VYPR
← All advisories
Unrated severityNVD Advisory· Published Jan 13, 2010· Updated Apr 23, 2026

CVE-2009-3415

CVE-2009-3415

Description

Unspecified vulnerability in Oracle OLAP component allows remote authenticated users to compromise confidentiality, integrity, and availability of Oracle Database versions 9.2.0.8, 10.1.0.5, and 10.2.0.3.

AI Insight

LLM-synthesized narrative grounded in this CVE's description and references.

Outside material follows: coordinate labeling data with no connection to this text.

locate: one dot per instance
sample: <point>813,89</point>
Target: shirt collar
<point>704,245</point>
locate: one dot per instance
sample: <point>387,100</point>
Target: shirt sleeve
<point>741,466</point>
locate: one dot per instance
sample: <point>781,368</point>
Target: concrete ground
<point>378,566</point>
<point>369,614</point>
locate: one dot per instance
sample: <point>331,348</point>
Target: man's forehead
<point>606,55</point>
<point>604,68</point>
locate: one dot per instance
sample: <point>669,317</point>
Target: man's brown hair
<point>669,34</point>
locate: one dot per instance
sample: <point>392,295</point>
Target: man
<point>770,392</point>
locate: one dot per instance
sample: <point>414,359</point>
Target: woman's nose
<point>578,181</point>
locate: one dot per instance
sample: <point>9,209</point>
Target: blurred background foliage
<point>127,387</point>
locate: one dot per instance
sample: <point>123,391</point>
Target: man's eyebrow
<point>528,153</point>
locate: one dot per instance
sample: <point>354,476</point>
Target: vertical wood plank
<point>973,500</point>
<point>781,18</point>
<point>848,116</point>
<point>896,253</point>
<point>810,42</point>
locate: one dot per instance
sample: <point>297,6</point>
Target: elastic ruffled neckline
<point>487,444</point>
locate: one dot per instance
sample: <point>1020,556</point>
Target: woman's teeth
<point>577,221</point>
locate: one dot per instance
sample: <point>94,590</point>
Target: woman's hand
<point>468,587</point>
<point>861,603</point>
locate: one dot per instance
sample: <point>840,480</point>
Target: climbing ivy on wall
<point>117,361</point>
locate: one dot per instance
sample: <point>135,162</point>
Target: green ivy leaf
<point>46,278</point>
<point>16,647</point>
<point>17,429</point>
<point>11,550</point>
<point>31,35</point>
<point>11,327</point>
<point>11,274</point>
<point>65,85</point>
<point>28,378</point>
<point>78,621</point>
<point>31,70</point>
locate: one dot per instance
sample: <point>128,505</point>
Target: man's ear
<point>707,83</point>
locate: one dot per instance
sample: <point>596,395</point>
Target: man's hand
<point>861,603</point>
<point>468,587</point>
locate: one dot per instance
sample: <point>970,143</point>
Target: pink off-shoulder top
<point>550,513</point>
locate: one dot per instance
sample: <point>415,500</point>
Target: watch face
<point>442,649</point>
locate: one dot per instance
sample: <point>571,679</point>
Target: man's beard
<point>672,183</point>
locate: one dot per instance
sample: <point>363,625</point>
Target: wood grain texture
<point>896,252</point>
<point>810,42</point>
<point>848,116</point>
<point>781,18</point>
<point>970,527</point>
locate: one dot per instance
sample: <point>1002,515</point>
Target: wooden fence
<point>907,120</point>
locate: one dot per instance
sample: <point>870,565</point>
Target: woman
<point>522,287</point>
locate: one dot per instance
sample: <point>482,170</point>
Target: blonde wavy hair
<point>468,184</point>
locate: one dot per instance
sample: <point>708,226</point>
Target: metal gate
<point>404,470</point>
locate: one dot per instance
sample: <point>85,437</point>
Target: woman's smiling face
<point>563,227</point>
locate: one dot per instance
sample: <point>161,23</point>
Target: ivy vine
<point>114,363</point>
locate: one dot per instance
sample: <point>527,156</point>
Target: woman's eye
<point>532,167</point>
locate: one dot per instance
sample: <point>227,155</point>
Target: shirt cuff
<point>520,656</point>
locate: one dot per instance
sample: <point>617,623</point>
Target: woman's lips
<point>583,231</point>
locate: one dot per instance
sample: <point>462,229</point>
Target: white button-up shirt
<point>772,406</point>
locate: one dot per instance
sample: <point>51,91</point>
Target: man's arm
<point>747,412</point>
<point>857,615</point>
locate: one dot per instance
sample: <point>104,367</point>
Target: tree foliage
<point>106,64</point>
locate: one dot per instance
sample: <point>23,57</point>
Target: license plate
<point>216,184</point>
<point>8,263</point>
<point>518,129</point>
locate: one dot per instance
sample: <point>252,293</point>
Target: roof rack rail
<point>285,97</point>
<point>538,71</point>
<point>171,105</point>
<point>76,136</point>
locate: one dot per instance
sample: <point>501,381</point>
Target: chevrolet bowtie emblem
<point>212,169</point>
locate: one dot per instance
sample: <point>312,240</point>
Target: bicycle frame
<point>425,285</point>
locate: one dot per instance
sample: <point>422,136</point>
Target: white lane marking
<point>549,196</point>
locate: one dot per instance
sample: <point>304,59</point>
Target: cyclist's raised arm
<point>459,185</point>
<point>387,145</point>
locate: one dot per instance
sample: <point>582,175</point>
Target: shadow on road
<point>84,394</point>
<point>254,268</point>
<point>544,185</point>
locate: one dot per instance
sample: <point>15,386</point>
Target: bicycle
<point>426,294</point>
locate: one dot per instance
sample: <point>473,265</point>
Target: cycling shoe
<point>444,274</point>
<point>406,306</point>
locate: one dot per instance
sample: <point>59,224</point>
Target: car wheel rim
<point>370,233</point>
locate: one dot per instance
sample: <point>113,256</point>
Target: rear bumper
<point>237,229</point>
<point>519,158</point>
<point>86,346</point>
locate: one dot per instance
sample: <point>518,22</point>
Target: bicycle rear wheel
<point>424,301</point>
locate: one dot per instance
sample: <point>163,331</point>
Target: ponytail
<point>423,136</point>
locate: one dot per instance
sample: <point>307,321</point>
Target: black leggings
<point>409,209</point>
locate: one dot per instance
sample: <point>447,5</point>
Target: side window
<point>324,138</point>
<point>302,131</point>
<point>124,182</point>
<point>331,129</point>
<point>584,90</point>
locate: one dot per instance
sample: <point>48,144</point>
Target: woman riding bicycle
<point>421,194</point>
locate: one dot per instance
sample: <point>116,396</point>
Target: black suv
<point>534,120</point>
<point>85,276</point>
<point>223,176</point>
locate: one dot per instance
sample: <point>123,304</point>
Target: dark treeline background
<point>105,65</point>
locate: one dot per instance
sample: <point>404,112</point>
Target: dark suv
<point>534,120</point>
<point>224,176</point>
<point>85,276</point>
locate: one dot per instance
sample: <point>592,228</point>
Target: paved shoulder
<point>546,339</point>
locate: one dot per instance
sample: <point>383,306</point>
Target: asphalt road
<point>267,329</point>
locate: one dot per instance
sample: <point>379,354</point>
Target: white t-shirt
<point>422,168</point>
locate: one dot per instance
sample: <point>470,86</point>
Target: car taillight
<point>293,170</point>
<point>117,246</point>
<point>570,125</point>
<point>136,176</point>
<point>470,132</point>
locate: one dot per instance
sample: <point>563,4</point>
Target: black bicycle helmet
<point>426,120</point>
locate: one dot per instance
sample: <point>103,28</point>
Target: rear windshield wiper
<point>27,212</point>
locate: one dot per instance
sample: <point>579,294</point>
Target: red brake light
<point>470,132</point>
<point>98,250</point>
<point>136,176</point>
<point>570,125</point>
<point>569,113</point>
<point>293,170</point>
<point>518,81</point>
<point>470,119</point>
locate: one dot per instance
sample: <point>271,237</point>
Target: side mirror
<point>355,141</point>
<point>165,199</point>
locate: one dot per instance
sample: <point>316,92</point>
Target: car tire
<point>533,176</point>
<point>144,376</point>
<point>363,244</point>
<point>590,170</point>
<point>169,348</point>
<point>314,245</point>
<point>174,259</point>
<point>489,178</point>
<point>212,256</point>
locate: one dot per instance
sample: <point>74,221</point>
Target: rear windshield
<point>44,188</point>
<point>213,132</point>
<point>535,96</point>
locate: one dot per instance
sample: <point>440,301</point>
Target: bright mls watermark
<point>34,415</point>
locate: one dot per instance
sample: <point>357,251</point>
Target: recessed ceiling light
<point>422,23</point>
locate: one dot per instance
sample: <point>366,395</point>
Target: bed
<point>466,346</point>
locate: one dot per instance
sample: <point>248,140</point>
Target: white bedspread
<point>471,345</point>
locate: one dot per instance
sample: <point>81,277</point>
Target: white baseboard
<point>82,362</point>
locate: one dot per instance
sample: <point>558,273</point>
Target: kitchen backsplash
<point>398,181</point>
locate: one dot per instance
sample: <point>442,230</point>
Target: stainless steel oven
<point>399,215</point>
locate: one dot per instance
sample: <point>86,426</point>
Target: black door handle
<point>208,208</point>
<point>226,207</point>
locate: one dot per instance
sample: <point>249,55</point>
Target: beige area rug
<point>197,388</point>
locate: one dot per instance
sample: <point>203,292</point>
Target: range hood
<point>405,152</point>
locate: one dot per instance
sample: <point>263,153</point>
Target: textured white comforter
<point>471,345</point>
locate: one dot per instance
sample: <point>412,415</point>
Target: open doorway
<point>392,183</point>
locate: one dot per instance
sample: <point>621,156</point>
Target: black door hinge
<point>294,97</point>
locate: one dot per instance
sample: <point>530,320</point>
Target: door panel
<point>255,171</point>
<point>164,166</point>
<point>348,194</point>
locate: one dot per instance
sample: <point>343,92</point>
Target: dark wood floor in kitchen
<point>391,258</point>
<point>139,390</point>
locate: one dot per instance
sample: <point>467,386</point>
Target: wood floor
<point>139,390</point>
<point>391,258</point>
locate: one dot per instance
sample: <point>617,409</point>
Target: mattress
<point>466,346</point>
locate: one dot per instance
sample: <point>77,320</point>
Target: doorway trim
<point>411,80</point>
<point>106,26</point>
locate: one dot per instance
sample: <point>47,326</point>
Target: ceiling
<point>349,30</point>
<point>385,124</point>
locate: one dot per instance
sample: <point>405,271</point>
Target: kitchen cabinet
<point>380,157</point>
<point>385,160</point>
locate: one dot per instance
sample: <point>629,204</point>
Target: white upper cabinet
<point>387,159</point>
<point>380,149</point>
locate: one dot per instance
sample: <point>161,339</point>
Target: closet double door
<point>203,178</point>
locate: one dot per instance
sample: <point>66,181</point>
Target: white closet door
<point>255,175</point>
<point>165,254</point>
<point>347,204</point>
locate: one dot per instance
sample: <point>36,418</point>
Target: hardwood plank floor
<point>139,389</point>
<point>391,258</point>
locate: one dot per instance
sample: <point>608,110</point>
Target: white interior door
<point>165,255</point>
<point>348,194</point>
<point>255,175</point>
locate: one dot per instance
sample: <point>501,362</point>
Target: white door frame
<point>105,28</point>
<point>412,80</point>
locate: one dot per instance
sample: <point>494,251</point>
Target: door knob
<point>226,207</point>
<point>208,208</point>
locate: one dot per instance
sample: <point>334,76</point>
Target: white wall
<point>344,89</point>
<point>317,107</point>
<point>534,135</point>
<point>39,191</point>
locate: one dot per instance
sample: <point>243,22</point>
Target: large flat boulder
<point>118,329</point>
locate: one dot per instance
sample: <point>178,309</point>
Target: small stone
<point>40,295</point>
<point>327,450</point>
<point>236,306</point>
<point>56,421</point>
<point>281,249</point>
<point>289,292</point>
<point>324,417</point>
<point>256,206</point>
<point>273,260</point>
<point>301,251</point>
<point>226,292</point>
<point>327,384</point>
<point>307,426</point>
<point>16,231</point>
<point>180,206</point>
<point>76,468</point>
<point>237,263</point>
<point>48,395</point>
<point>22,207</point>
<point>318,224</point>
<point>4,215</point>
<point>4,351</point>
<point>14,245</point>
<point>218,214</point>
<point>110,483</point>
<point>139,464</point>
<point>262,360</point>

Unspecified vulnerability in Oracle OLAP component allows remote authenticated users to compromise confidentiality, integrity, and availability of Oracle Database versions 9.2.0.8, 10.1.0.5, and 10.2.0.3.

Vulnerability

The Oracle OLAP component in Oracle Database versions 9.2.0.8, 9.2.0.8DV, 10.1.0.5, and 10.2.0.3 contains an unspecified vulnerability [1]. The exact nature of the flaw is not disclosed, but it is remotely exploitable by authenticated users.

Exploitation

An attacker must have valid database credentials to authenticate to the Oracle Database instance. No additional privileges or user interaction are specified. The exploitation vector is unknown, but the vulnerability is reachable via the OLAP component.

Impact

Successful exploitation allows a remote authenticated attacker to affect the confidentiality, integrity, and availability of the database system [1]. The full scope of compromise is not detailed, but it could lead to unauthorized data access, modification, or denial of service.

Mitigation

Oracle addressed this vulnerability in the January 2010 Critical Patch Update [1]. Affected organizations should apply the relevant patch from Oracle. No workarounds are documented. The affected versions are now out of support, so upgrading to a supported version is recommended.

References
  1. Oracle Updates for Multiple Vulnerabilities | CISA

AI Insight generated on May 24, 2026. Synthesized from this CVE's description and the cited reference URLs; citations are validated against the source bundle.

Affected products

5
  • Oracle Corporation/Database Server4 versions
    cpe:2.3:a:oracle:database_server:10.1.0.5:*:*:*:*:*:*:*+ 3 more
    • cpe:2.3:a:oracle:database_server:10.1.0.5:*:*:*:*:*:*:*
    • cpe:2.3:a:oracle:database_server:10.2.0.3:*:*:*:*:*:*:*
    • cpe:2.3:a:oracle:database_server:9.2.0.8:*:*:*:*:*:*:*
    • cpe:2.3:a:oracle:database_server:9.2.0.8dv:*:*:*:*:*:*:*
  • Oracle Corporation/Olapllm-fuzzy
    Range: 9.2.0.8, 9.2.0.8DV, 10.1.0.5, 10.2.0.3

Patches

0

No patches discovered yet.

Vulnerability mechanics

AI mechanics synthesis has not run for this CVE yet.

References

2

News mentions

0

No linked articles in our index yet.